Break chatbot speed limits with speculative tool calls

At incident.io, one of the AI products that we’re working is a chatbot which you can use during an incident.

Chatbots should feel like colleagues, not computers

The goal of our chatbot is simple: make interacting with incident.io as natural as chatting with a colleague. No need to remember specific commands or syntax – just type what you want, and get it done.

The problem

Natural conversation requires a quick response: you won’t choose to talk to a chatbot if it takes 30 seconds to give you a simple answer!

Incident responders are not the most patient of users. When you’re under pressure to resolve an issue, or fed up and tired in the middle of the night, waiting for a chatbot is the last thing that you need.

That’s why latency in our chat bot is extremely important to us, and why we’ve gone to such efforts to optimise it.

In traditional engineering, we design systems to enable us to spend money to make these kinds of problems go away: get a bigger database, or scale up your pods. It’s not always that simple, but there’s usually some kind of money ↔ speed trade-off.
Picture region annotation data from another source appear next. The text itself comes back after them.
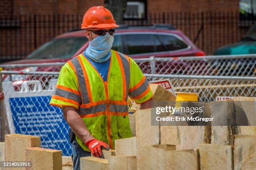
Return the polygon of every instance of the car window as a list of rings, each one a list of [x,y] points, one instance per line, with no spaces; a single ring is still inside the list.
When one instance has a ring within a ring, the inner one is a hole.
[[[120,35],[114,35],[114,42],[113,42],[112,49],[121,52],[121,40]]]
[[[86,37],[56,38],[47,42],[28,56],[27,58],[67,58],[88,41]]]
[[[122,35],[126,43],[128,54],[155,52],[152,34],[127,34]]]
[[[158,48],[157,47],[158,52],[181,50],[188,47],[185,42],[174,36],[158,35],[157,36],[158,40],[164,46]]]

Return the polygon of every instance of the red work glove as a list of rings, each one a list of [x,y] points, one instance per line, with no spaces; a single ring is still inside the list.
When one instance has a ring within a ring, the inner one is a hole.
[[[85,142],[85,145],[88,147],[93,156],[98,158],[103,158],[102,149],[105,148],[109,150],[109,146],[105,142],[92,139]]]

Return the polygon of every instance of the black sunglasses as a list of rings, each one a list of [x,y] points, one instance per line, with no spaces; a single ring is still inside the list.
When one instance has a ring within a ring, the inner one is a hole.
[[[91,31],[95,34],[98,35],[105,35],[107,32],[108,32],[110,35],[113,35],[115,33],[115,30],[113,29],[110,29],[109,30],[89,30],[88,31]]]

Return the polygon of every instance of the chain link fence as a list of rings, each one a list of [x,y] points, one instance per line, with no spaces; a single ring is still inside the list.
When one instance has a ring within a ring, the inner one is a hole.
[[[176,91],[196,92],[199,101],[209,102],[218,96],[256,97],[255,58],[256,55],[135,60],[148,81],[169,78]],[[5,134],[36,135],[41,137],[42,147],[70,155],[68,125],[61,110],[48,104],[63,64],[0,65],[5,70],[0,72],[5,95],[1,100],[2,141]]]

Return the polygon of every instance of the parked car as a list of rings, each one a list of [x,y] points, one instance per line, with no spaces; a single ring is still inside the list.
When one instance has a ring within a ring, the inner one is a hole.
[[[256,24],[238,42],[220,47],[215,50],[215,55],[256,54]]]
[[[246,34],[238,42],[220,47],[214,52],[215,55],[230,55],[256,54],[256,24],[253,25]],[[218,67],[220,62],[228,63],[228,60],[216,61],[212,67]],[[242,67],[246,65],[246,67]],[[255,64],[247,58],[237,59],[234,63],[227,66],[222,73],[225,75],[254,76],[256,73]],[[240,68],[243,68],[240,69]]]
[[[88,45],[84,31],[74,30],[58,36],[45,43],[23,60],[3,64],[65,62],[82,52]],[[133,58],[147,58],[152,56],[173,57],[205,55],[205,52],[197,49],[182,32],[168,25],[155,25],[148,27],[121,26],[116,29],[112,49]],[[177,64],[180,65],[181,67],[172,69],[183,70],[183,68],[187,66],[184,62],[179,62]],[[168,68],[168,65],[165,67]],[[59,71],[61,68],[61,67],[56,66],[33,67],[16,68],[12,70]],[[141,68],[143,71],[145,71]],[[164,71],[165,70],[164,69]],[[5,81],[9,79],[6,78],[7,77],[4,78]],[[12,75],[12,80],[21,83],[22,81],[28,79],[27,77],[24,75]]]

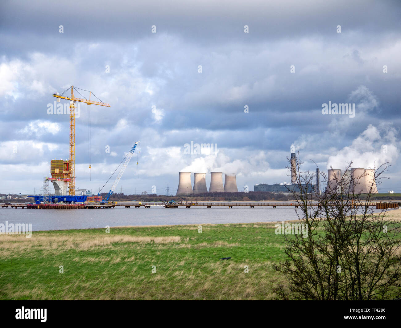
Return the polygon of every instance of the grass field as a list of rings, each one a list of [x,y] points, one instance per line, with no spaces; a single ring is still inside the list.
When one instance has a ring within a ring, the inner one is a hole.
[[[284,278],[271,264],[285,256],[275,224],[202,225],[201,233],[188,225],[0,235],[0,299],[274,299]]]

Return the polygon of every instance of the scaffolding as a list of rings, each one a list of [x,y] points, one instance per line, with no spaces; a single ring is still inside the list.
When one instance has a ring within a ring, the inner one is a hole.
[[[51,195],[50,194],[50,180],[47,177],[43,178],[43,184],[39,191],[39,200],[41,204],[48,204],[51,203]]]

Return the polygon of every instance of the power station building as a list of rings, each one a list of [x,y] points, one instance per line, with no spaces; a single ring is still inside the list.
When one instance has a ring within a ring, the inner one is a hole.
[[[238,192],[237,186],[237,177],[235,174],[225,174],[225,179],[223,186],[223,173],[210,173],[210,185],[209,191],[206,186],[206,173],[194,173],[194,186],[191,183],[191,172],[179,172],[179,180],[177,195],[198,195],[209,193],[234,193]]]
[[[351,168],[343,173],[341,170],[330,169],[327,170],[328,183],[326,189],[334,190],[338,189],[342,193],[367,193],[372,188],[372,193],[377,193],[377,187],[375,181],[375,170],[362,168]]]

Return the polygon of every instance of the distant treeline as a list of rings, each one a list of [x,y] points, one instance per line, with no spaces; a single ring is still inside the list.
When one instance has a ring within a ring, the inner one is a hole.
[[[107,195],[106,193],[101,193],[102,197]],[[160,199],[175,201],[185,199],[198,201],[257,201],[263,200],[288,200],[293,199],[291,195],[284,194],[274,194],[264,191],[244,191],[237,193],[205,193],[188,196],[166,196],[156,194],[141,194],[140,195],[124,195],[124,193],[113,193],[109,199],[110,201],[158,201]]]

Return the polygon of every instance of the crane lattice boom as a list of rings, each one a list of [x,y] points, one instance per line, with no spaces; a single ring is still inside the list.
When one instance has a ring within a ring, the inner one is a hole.
[[[115,188],[117,186],[117,185],[118,184],[118,183],[120,181],[120,179],[121,179],[121,177],[123,175],[123,173],[124,173],[124,171],[125,171],[125,169],[127,167],[127,166],[128,165],[128,163],[130,163],[130,161],[131,160],[131,158],[132,157],[132,155],[134,155],[134,152],[135,151],[135,148],[136,148],[136,145],[138,144],[138,143],[139,141],[137,141],[135,143],[135,144],[134,145],[134,147],[131,148],[130,152],[128,153],[128,155],[127,156],[127,159],[126,159],[125,162],[124,162],[124,164],[123,165],[122,167],[121,168],[121,169],[120,170],[120,172],[118,173],[118,175],[117,176],[117,177],[116,178],[115,180],[114,181],[114,183],[113,184],[113,186],[112,186],[111,188],[110,189],[110,191],[107,194],[106,199],[105,200],[105,201],[107,201],[109,200],[109,199],[110,198],[110,196],[114,192],[114,190],[115,190]]]
[[[93,101],[91,100],[92,93],[89,92],[89,99],[77,98],[74,97],[74,87],[71,87],[71,97],[65,97],[59,95],[58,93],[54,93],[53,97],[57,98],[57,102],[60,102],[61,99],[70,101],[70,159],[71,163],[71,173],[69,182],[69,190],[68,194],[70,196],[75,195],[75,102],[84,103],[88,105],[94,105],[110,107],[110,105],[99,101]],[[68,90],[67,89],[67,90]],[[67,90],[66,90],[67,91]],[[79,93],[79,91],[78,91]],[[95,96],[95,97],[96,97]],[[90,169],[90,167],[89,168]]]

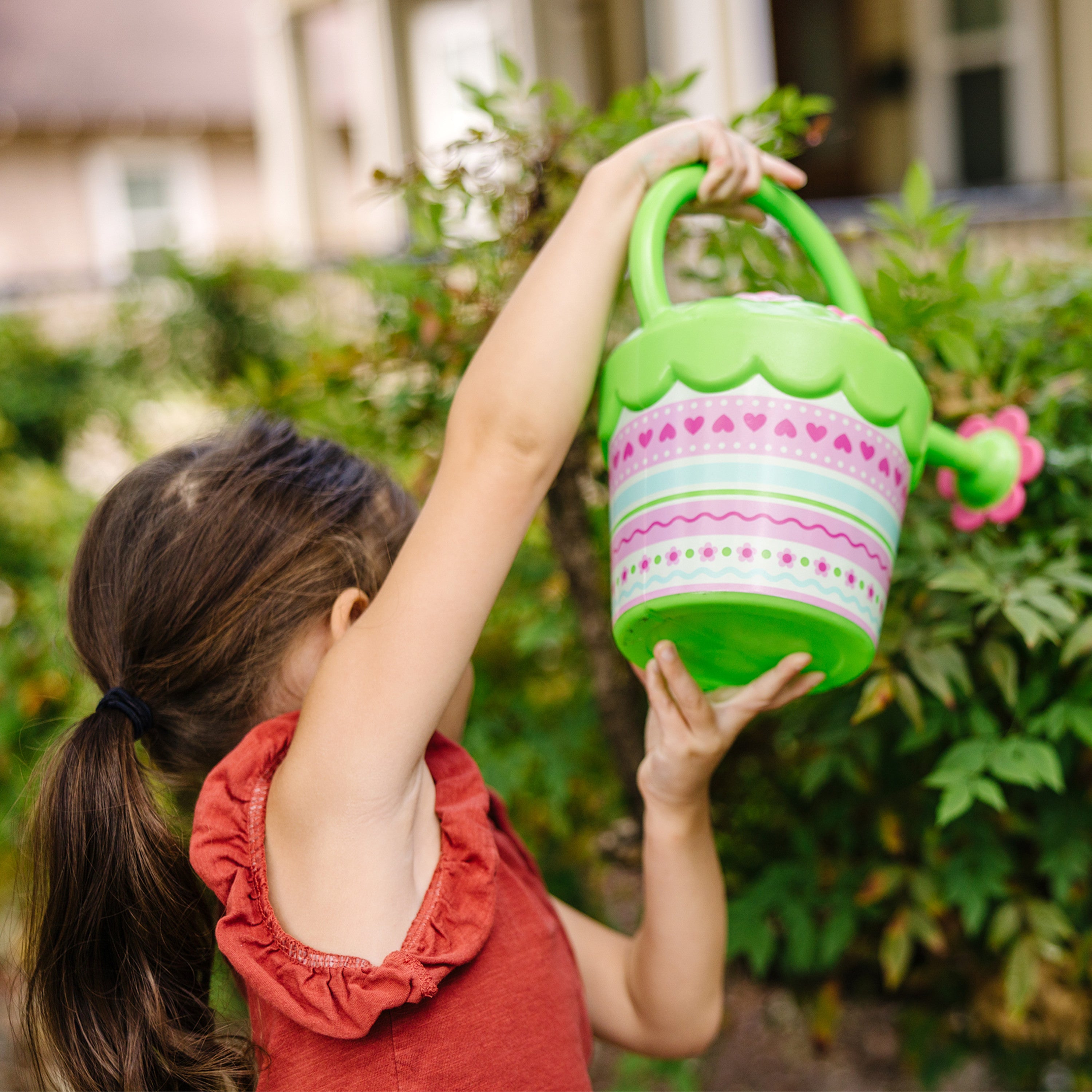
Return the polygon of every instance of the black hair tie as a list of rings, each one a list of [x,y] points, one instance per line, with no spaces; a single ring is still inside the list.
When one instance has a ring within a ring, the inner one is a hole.
[[[140,739],[152,727],[152,710],[136,695],[130,693],[124,687],[116,686],[107,690],[95,712],[102,713],[107,709],[116,709],[129,717],[133,726],[134,740]]]

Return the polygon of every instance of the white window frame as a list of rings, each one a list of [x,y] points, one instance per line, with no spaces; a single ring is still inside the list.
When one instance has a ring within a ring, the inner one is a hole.
[[[216,248],[209,157],[193,140],[118,140],[92,147],[83,163],[95,264],[107,284],[132,273],[136,247],[127,176],[132,169],[165,170],[178,227],[177,250],[188,261],[207,261]]]

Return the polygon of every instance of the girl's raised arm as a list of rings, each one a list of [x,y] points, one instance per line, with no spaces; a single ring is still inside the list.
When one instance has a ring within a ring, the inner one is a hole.
[[[308,691],[285,767],[322,784],[331,806],[388,798],[415,776],[587,406],[641,199],[699,159],[707,202],[749,197],[763,173],[804,181],[711,119],[655,130],[587,175],[466,370],[436,483],[390,575]]]

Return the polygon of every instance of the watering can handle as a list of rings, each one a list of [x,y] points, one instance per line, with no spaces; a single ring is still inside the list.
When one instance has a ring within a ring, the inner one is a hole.
[[[682,205],[698,195],[705,169],[705,164],[695,163],[669,170],[641,202],[629,239],[629,274],[642,325],[672,306],[664,276],[667,225]],[[750,203],[773,216],[799,244],[834,305],[871,325],[865,294],[823,222],[795,193],[769,178],[762,179]]]

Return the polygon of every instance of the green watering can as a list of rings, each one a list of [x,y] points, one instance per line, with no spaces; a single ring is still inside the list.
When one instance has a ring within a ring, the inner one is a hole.
[[[704,689],[809,652],[823,687],[876,653],[906,497],[926,463],[971,531],[1023,508],[1043,465],[1023,411],[931,420],[833,236],[788,190],[751,199],[819,271],[833,306],[773,293],[672,305],[664,240],[705,167],[644,199],[629,248],[641,317],[606,361],[600,438],[610,486],[614,636],[644,664],[673,640]]]

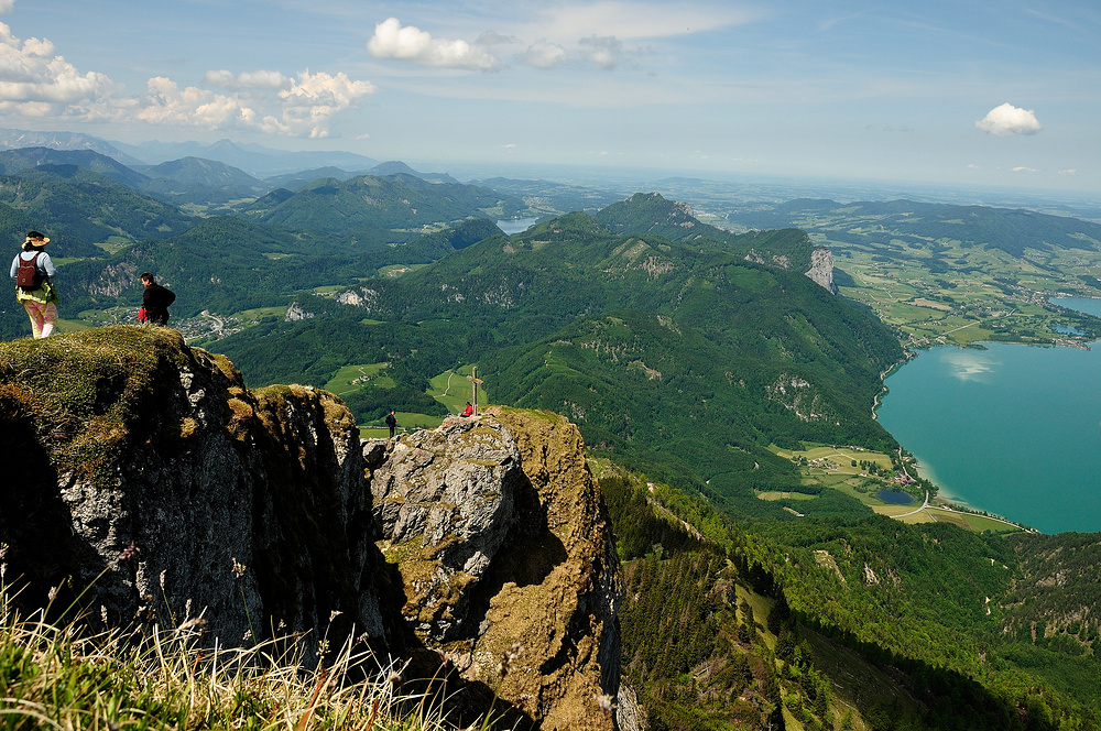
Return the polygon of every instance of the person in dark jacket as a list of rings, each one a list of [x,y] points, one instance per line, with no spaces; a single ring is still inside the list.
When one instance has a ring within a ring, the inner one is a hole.
[[[145,285],[145,292],[141,296],[142,312],[138,313],[138,319],[142,323],[167,325],[168,305],[176,301],[176,295],[172,293],[172,290],[157,284],[149,272],[141,275],[141,283]]]

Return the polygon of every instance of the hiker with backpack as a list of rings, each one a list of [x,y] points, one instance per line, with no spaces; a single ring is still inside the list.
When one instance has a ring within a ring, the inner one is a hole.
[[[44,251],[50,239],[37,231],[28,231],[21,253],[11,260],[11,279],[15,280],[15,299],[31,318],[35,339],[50,337],[57,321],[57,290],[53,279],[57,268]]]
[[[138,321],[153,325],[168,324],[168,305],[176,301],[172,290],[162,287],[149,272],[141,275],[145,292],[141,296],[141,309],[138,310]]]

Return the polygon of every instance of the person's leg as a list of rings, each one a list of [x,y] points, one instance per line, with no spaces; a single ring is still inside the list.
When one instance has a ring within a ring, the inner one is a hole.
[[[42,310],[42,337],[48,338],[54,334],[54,323],[57,321],[57,305],[50,303]]]
[[[26,310],[26,316],[31,318],[31,336],[37,340],[42,337],[42,304],[34,302],[33,299],[26,299],[23,302],[23,309]]]

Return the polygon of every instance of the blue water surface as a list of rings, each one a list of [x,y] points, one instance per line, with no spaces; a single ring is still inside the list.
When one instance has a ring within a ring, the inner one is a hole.
[[[1045,533],[1101,531],[1101,350],[984,347],[920,351],[887,377],[880,422],[947,498]]]

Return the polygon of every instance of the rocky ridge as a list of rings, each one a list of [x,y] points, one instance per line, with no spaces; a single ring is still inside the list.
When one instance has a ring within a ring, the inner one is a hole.
[[[563,417],[361,445],[331,394],[249,390],[174,330],[116,326],[0,343],[0,437],[23,612],[50,593],[94,628],[201,615],[224,645],[355,634],[523,728],[617,728],[618,559]]]

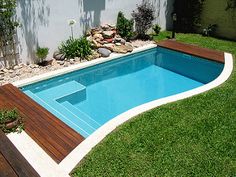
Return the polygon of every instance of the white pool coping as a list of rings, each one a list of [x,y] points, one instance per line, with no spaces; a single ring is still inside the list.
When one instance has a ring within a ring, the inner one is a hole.
[[[132,54],[147,49],[151,49],[153,47],[156,47],[156,45],[151,44],[145,47],[140,47],[135,49],[132,52]],[[103,63],[127,55],[130,54],[112,54],[108,58],[100,58],[89,62],[80,63],[77,65],[70,66],[68,68],[52,71],[26,80],[17,81],[14,82],[13,85],[15,85],[16,87],[22,87],[41,80],[49,79],[58,75],[69,73],[78,69],[93,66],[99,63]],[[103,138],[105,138],[109,133],[111,133],[117,126],[123,124],[124,122],[130,120],[131,118],[145,111],[148,111],[163,104],[167,104],[177,100],[182,100],[206,92],[224,83],[229,78],[229,76],[233,71],[233,56],[229,53],[224,53],[224,57],[225,57],[224,69],[220,74],[220,76],[218,76],[214,81],[201,87],[195,88],[193,90],[189,90],[183,93],[151,101],[149,103],[137,106],[131,110],[128,110],[116,116],[115,118],[111,119],[109,122],[104,124],[102,127],[100,127],[98,130],[96,130],[88,138],[86,138],[59,164],[57,164],[26,132],[23,131],[21,134],[11,133],[8,134],[7,136],[16,146],[16,148],[22,153],[22,155],[26,158],[26,160],[32,165],[32,167],[39,173],[40,176],[42,177],[69,176],[71,170],[86,156],[86,154],[88,154],[88,152],[94,146],[96,146],[100,141],[102,141]]]

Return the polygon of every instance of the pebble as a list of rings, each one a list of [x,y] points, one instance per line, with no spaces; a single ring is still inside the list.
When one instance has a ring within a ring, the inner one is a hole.
[[[65,61],[59,61],[60,65],[64,65]]]
[[[70,59],[70,64],[73,65],[75,63],[74,59]]]

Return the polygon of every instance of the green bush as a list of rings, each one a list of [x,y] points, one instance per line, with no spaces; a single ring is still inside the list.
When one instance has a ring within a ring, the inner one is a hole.
[[[16,109],[0,111],[0,123],[16,120],[18,117],[19,113]]]
[[[117,23],[116,23],[116,28],[118,34],[129,40],[133,36],[133,31],[134,31],[134,21],[128,20],[125,18],[124,14],[122,12],[118,13],[117,17]]]
[[[193,33],[201,27],[201,13],[204,0],[175,0],[174,12],[177,14],[177,32]]]
[[[38,47],[36,51],[36,56],[39,59],[39,62],[42,62],[48,55],[49,48],[47,47]]]
[[[154,25],[152,27],[152,29],[153,29],[153,31],[155,32],[156,35],[158,35],[161,31],[161,27],[158,24]]]
[[[92,53],[92,46],[85,37],[80,39],[70,37],[65,42],[62,42],[59,47],[59,52],[64,54],[66,58],[86,58]]]
[[[151,3],[143,1],[137,6],[136,11],[132,12],[135,21],[135,29],[139,38],[146,38],[146,32],[152,27],[155,19],[154,8]]]
[[[17,109],[0,110],[0,129],[3,132],[21,132],[23,130],[23,127],[23,119]]]

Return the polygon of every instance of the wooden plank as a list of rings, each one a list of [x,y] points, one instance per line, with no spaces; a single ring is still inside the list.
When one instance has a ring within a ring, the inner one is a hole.
[[[3,157],[2,153],[0,153],[0,177],[17,177],[17,174]]]
[[[208,60],[213,60],[216,62],[224,63],[224,52],[206,49],[202,47],[198,47],[195,45],[184,44],[181,42],[177,42],[174,40],[165,40],[157,43],[158,46],[164,47],[167,49],[172,49],[180,52],[184,52],[190,55],[194,55],[197,57],[206,58]]]
[[[25,131],[57,163],[84,138],[11,84],[0,87],[0,108],[16,107],[24,116]]]
[[[8,162],[8,167],[10,166],[17,176],[39,177],[39,174],[32,168],[2,131],[0,131],[0,142],[2,157]],[[6,166],[4,168],[7,168]]]

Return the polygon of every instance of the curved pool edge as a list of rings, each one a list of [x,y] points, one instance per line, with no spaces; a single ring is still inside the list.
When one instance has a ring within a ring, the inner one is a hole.
[[[109,57],[100,57],[100,58],[97,58],[97,59],[94,59],[94,60],[91,60],[91,61],[78,63],[78,64],[71,65],[69,67],[65,67],[65,68],[62,68],[62,69],[55,70],[55,71],[49,71],[49,72],[41,74],[41,75],[36,75],[36,76],[31,77],[31,78],[22,79],[22,80],[13,82],[12,85],[14,85],[16,87],[23,87],[23,86],[34,84],[36,82],[47,80],[47,79],[50,79],[50,78],[53,78],[53,77],[56,77],[56,76],[71,73],[71,72],[76,71],[76,70],[84,69],[84,68],[94,66],[94,65],[97,65],[97,64],[105,63],[107,61],[115,60],[115,59],[118,59],[120,57],[133,55],[135,53],[142,52],[142,51],[152,49],[152,48],[155,48],[155,47],[157,47],[156,44],[148,44],[148,45],[145,45],[145,46],[142,46],[142,47],[135,48],[130,53],[126,53],[126,54],[112,53]]]
[[[212,82],[203,85],[201,87],[172,95],[169,97],[161,98],[154,100],[140,106],[137,106],[133,109],[130,109],[115,118],[108,121],[98,130],[96,130],[92,135],[86,138],[81,144],[79,144],[60,164],[59,166],[66,170],[68,173],[79,164],[79,162],[95,147],[99,142],[101,142],[108,134],[110,134],[116,127],[125,123],[126,121],[134,118],[135,116],[144,113],[148,110],[156,108],[158,106],[189,98],[200,93],[211,90],[221,84],[223,84],[231,75],[233,71],[233,56],[230,53],[224,53],[225,65],[222,73]]]
[[[156,47],[155,44],[148,45],[145,47],[140,47],[135,49],[134,52],[128,54],[116,54],[112,55],[109,58],[101,58],[98,60],[93,60],[85,63],[80,63],[77,65],[70,66],[68,68],[63,68],[57,71],[48,72],[40,76],[35,76],[30,79],[21,80],[14,82],[13,85],[16,87],[22,87],[24,85],[29,85],[31,83],[38,82],[40,80],[49,79],[58,75],[69,73],[78,69],[85,67],[93,66],[99,63],[103,63],[112,59],[123,57],[126,55],[131,55],[143,50],[151,49]],[[125,113],[120,114],[114,119],[107,122],[105,125],[100,127],[95,131],[91,136],[84,140],[80,145],[78,145],[60,164],[57,164],[43,149],[26,133],[22,132],[21,134],[11,133],[8,134],[8,138],[11,142],[17,147],[21,154],[27,159],[27,161],[32,165],[32,167],[40,174],[40,176],[53,177],[60,174],[60,176],[69,176],[71,170],[89,153],[89,151],[101,142],[109,133],[111,133],[117,126],[123,124],[124,122],[130,120],[131,118],[137,116],[140,113],[158,107],[160,105],[188,98],[205,91],[208,91],[212,88],[215,88],[222,83],[224,83],[232,73],[233,70],[233,57],[229,53],[225,53],[225,65],[222,73],[214,81],[190,90],[184,93],[173,95],[170,97],[162,98],[159,100],[154,100],[152,102],[140,105],[136,108],[133,108]],[[47,162],[47,163],[45,163]]]

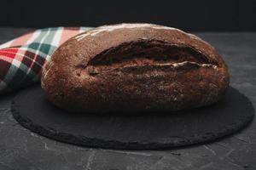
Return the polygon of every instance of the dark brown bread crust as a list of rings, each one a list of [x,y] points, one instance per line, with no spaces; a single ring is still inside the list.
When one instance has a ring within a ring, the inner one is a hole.
[[[61,45],[44,68],[42,88],[79,112],[177,110],[211,105],[229,85],[210,44],[149,24],[105,26]]]

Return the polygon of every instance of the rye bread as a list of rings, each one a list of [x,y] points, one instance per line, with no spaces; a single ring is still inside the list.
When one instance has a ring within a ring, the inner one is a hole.
[[[119,24],[67,40],[44,65],[41,84],[50,102],[70,111],[178,110],[217,102],[229,72],[195,35]]]

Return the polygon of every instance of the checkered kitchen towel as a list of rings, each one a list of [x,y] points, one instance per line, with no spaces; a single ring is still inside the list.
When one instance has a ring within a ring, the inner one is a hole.
[[[0,94],[40,81],[45,61],[66,40],[88,27],[44,28],[0,45]]]

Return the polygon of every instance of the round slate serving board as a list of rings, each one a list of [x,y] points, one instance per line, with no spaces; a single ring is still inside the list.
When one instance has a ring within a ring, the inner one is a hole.
[[[230,134],[247,124],[254,110],[230,88],[217,104],[177,112],[75,114],[51,105],[39,85],[22,90],[12,103],[25,128],[62,142],[115,149],[160,149],[188,145]]]

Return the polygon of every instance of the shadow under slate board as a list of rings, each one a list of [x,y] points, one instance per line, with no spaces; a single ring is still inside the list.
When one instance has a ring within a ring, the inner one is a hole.
[[[114,149],[162,149],[219,139],[253,118],[250,100],[230,87],[211,106],[137,115],[74,114],[53,105],[39,85],[20,91],[12,103],[15,120],[43,136],[78,145]]]

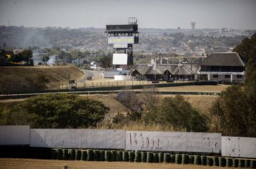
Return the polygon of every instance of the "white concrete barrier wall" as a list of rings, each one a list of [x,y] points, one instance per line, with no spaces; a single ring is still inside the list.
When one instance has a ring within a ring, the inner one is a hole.
[[[222,156],[256,158],[256,138],[222,136]]]
[[[114,129],[31,129],[34,147],[125,148],[125,131]]]
[[[29,126],[0,126],[0,145],[28,145]]]
[[[126,149],[220,153],[221,134],[127,131]]]

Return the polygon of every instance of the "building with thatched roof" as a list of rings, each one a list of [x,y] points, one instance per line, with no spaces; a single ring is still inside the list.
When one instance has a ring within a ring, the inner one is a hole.
[[[137,64],[129,75],[132,79],[144,81],[195,80],[198,69],[191,64]]]
[[[203,59],[198,74],[201,80],[241,83],[245,69],[245,64],[237,52],[213,53]]]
In the current LLM landscape, money simply can't buy you speed. More expensive models often have better reasoning capabilities, but similar or even worse latency profiles.

While this might change in the future (which would be excellent news for chatbots everywhere), for now, we needed to get creative.

You should try optimising your prompts first, but that will only get you so far. To make meaningful progress towards our latency goals, we needed to make more structural changes.

Our solution: speculative tool calling

By doing basic analysis of a user's message, we can make educated guesses about their intent and start preparing tool calls in parallel with the LLM's thinking. This means that when the model decides to call a tool, we've often already done the work - eliminating the back-and-forth delay that typically plagues chatbot interactions.

The result is a much snappier experience that feels like talking to a helpful colleague rather than waiting for a computer to respond.

This post shares how we structure our prompts so we can make speculative tool calls, removing the latency penalties normally incurred by LLM tool call architectures.

An introduction to tool calling

Tool calling is what enables AI assistants to do more than just generate text. When an LLM "calls a tool," it's essentially requesting an external system to perform an action or retrieve information that the model can't handle on its own.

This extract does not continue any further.